If you think flying an airplane or helicopter is hard, then you don't stand a chance in one of these things. I can teach anyone to do a takeoff and landing in an airplane. The hard part is navigating through a complex air traffic system, understanding your performance limits, learning how weather affects flight performance, and so on and so forth.
antialias_physorg
5 / 5 (1) Nov 25, 2013
I think he was referring to the pure mechanics of flight. If you've ever tried your hand at RC helicopters vs. RC quadcopters you know the latter are MUCH easier to fly.
EnricM
1.1 / 5 (10) Nov 25, 2013
There's a reason fighter jets look like manta rays..


Oh, yes, makes sense. We should immediately reshape all lightweight aircrafts, trasnport aircrafts, drones and even wheel barrows and coffee mugs to look like fighter aircraft!!! Much more badass!!!
It's again the influence of the IPCC and Dr No and the Evolutionist Pro Abortion lobby in a global conspiracy against you. Bad people!!!
Scottingham
1 / 5 (3) Nov 25, 2013
I've been following this design for years. Ever since their first prototype that used an exercise ball as their landing gear! It's a pretty badass design.

They intend to have a gas generator onboard to extend the range. The batteries on board would be enough to land if the gas motor died.
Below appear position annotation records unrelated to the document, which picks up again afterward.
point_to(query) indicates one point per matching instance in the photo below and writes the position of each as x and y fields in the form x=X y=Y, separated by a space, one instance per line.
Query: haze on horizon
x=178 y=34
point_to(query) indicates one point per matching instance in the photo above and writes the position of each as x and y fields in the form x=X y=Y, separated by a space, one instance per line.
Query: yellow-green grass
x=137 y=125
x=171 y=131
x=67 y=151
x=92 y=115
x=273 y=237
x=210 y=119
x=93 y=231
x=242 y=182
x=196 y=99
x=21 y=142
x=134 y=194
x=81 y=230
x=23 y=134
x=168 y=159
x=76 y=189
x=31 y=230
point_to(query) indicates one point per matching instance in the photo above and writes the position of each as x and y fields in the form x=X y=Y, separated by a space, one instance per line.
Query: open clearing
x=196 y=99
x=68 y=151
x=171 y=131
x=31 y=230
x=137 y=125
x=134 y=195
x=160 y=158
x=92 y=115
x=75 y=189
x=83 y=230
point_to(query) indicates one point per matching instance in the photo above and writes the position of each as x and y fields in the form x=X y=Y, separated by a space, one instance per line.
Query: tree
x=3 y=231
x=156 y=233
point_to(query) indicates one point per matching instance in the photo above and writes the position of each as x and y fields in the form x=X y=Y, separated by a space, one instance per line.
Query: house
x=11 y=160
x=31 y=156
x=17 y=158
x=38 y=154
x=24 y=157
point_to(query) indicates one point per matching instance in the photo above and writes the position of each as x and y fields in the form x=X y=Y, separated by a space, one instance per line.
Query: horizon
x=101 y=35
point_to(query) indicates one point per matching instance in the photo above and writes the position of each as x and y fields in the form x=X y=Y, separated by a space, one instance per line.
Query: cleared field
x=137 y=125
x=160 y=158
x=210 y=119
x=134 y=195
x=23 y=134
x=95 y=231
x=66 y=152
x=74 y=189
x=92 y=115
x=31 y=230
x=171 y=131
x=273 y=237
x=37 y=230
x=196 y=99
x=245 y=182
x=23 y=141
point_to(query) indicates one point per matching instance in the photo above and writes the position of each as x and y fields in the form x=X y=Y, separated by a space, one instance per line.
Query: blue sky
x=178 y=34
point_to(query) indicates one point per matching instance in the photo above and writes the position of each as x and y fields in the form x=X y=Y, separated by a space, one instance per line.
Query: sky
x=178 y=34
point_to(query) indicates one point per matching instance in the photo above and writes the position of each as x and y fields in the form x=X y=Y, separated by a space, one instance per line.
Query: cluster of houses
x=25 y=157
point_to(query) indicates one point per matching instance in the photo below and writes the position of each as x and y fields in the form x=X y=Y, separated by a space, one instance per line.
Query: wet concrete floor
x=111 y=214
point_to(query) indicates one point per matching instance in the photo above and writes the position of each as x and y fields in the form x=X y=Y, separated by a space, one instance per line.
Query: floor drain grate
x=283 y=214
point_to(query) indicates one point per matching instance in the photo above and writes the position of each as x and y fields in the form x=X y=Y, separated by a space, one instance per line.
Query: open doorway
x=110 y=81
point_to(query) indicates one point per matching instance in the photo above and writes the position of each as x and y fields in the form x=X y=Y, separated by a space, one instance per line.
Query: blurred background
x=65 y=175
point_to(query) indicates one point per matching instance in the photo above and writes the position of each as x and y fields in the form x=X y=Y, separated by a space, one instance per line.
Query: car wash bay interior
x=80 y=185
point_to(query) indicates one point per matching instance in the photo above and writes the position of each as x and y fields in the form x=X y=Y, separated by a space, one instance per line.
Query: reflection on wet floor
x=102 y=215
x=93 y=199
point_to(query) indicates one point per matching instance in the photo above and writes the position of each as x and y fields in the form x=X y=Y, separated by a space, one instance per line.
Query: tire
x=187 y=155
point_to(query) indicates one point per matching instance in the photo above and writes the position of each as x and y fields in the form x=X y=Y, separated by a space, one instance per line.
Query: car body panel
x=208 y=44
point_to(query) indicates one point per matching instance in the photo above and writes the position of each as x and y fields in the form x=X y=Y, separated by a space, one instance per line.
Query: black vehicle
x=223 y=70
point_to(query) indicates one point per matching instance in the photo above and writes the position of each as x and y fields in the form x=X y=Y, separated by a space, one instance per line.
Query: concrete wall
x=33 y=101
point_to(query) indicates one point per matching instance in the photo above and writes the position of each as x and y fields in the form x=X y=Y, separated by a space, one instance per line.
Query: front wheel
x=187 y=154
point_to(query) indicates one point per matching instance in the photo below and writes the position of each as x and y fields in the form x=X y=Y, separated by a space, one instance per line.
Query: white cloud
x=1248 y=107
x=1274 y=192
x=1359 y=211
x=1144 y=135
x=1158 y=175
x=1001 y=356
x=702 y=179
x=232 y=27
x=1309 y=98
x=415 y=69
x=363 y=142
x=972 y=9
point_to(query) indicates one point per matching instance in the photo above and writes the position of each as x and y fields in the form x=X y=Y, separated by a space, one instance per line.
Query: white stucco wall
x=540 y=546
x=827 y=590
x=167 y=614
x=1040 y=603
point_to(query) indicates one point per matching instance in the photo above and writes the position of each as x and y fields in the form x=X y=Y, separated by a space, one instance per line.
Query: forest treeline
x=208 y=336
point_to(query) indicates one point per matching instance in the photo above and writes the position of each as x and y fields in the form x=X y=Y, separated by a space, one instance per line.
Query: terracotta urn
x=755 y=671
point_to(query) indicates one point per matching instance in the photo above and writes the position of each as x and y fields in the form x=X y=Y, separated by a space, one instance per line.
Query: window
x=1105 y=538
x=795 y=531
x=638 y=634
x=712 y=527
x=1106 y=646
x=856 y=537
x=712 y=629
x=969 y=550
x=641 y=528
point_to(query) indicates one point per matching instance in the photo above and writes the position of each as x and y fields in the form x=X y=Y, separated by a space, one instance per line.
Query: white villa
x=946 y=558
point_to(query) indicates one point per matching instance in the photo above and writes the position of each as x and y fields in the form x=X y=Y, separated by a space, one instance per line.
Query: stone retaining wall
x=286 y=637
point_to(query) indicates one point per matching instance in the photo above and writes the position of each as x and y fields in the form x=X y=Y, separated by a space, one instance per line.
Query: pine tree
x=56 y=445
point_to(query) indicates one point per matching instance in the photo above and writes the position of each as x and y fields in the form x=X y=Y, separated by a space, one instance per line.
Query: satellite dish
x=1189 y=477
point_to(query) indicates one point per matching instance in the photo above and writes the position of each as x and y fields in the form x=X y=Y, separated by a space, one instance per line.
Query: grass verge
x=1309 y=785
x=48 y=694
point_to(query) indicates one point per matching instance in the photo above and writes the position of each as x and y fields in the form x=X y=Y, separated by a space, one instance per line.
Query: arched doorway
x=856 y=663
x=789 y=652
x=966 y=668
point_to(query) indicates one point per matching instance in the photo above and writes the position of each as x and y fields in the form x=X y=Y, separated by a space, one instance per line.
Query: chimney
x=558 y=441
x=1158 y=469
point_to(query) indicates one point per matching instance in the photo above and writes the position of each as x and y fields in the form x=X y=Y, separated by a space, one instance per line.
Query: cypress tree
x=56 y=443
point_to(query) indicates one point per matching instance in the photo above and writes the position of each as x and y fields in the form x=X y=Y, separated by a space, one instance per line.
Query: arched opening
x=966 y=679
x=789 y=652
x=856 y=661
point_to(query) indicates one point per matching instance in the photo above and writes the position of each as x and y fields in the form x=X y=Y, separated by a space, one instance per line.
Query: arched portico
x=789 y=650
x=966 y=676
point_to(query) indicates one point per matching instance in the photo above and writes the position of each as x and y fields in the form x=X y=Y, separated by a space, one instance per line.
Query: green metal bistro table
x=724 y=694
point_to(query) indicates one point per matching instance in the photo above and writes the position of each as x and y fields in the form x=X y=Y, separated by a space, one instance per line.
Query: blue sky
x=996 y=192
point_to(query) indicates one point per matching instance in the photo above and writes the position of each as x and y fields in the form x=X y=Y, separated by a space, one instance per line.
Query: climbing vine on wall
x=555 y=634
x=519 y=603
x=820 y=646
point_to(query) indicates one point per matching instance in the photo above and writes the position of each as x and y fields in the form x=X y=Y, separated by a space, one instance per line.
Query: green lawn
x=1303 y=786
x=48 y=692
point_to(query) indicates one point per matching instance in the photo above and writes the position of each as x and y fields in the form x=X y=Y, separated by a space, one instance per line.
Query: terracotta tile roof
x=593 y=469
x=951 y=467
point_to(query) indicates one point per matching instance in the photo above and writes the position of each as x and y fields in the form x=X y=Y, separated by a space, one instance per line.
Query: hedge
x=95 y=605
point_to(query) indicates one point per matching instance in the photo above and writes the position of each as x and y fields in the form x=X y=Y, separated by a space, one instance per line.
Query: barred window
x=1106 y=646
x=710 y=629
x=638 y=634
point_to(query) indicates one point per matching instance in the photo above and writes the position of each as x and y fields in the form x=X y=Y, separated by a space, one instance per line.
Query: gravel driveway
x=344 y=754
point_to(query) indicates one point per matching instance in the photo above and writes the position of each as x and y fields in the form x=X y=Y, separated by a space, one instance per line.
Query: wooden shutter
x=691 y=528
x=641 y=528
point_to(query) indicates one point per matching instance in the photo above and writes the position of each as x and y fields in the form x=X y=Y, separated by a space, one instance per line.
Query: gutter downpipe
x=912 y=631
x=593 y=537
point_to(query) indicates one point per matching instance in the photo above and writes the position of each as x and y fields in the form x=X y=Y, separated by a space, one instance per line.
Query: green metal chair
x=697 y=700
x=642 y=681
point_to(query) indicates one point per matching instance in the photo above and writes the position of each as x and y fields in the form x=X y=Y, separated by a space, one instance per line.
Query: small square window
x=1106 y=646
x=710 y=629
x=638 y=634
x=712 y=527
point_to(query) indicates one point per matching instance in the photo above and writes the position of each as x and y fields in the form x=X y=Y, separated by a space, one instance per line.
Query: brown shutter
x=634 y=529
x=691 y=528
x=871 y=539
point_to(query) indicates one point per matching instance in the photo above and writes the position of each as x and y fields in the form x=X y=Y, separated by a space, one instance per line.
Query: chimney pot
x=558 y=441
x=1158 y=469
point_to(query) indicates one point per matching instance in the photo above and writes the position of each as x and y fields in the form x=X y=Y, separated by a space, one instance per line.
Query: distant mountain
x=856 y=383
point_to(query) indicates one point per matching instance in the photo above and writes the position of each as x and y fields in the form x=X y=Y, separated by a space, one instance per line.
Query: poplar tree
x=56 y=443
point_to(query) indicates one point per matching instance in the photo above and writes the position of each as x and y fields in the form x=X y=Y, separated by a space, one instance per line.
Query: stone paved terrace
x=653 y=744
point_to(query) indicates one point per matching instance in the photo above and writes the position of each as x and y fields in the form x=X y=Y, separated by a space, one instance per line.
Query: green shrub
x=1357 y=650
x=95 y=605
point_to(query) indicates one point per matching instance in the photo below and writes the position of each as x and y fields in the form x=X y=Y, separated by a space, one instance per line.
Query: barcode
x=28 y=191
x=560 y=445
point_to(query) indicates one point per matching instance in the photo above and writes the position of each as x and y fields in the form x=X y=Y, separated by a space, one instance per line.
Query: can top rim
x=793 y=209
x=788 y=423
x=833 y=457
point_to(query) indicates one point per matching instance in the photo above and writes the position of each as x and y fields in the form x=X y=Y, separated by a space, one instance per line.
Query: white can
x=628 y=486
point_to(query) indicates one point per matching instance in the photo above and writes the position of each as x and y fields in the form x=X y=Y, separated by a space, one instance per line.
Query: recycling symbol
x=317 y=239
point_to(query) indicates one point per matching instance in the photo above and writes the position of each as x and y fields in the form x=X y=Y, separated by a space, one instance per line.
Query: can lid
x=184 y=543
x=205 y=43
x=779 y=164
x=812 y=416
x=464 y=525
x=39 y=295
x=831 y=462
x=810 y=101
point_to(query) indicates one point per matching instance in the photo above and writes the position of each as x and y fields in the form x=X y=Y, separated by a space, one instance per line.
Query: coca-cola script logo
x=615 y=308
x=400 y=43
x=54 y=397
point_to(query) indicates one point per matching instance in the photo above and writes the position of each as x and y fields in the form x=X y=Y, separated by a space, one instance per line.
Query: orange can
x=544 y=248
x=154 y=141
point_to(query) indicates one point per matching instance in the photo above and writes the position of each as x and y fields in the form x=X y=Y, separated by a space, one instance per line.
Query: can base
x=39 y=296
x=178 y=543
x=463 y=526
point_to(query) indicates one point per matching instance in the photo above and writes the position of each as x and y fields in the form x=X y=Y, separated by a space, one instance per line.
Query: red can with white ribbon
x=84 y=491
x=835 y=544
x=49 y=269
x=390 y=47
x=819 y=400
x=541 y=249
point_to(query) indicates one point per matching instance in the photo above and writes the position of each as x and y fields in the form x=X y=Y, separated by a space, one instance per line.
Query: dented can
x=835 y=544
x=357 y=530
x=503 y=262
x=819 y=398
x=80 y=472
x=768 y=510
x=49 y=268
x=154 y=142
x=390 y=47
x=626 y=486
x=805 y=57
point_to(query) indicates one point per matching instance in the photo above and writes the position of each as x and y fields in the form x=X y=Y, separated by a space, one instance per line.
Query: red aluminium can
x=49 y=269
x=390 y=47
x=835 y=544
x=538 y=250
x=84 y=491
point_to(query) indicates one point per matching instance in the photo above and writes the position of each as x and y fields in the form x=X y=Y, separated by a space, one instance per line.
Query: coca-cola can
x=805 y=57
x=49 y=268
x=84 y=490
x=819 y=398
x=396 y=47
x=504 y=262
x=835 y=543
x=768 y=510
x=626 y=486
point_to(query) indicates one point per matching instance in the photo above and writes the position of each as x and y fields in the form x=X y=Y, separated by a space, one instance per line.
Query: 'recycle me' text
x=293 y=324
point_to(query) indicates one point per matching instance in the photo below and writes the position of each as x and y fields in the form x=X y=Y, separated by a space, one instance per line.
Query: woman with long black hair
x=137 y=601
A huge part of the cost for airplanes is engine maintenance. Electric motors require WAY less maintenance than gas motors. The one gas motor it does have also does not have to be nearly as highly maintained as it is always performing at its optimal range, and is not 'life-critical'.

I would LOVE to fly one of these. It probably wouldn't work out cost/benefit wise, but some sort of extendable wing would be neat to generate lift when moving forward.
Scottingham
1 / 5 (3) Nov 25, 2013
I also just noticed that the rotor pieces themselves are all identical, just placed into different sections of the hub. This means they could be mass produced with ease. This thing is going to be a lot cheaper than a helicopter, with most of the cost going into the batteries.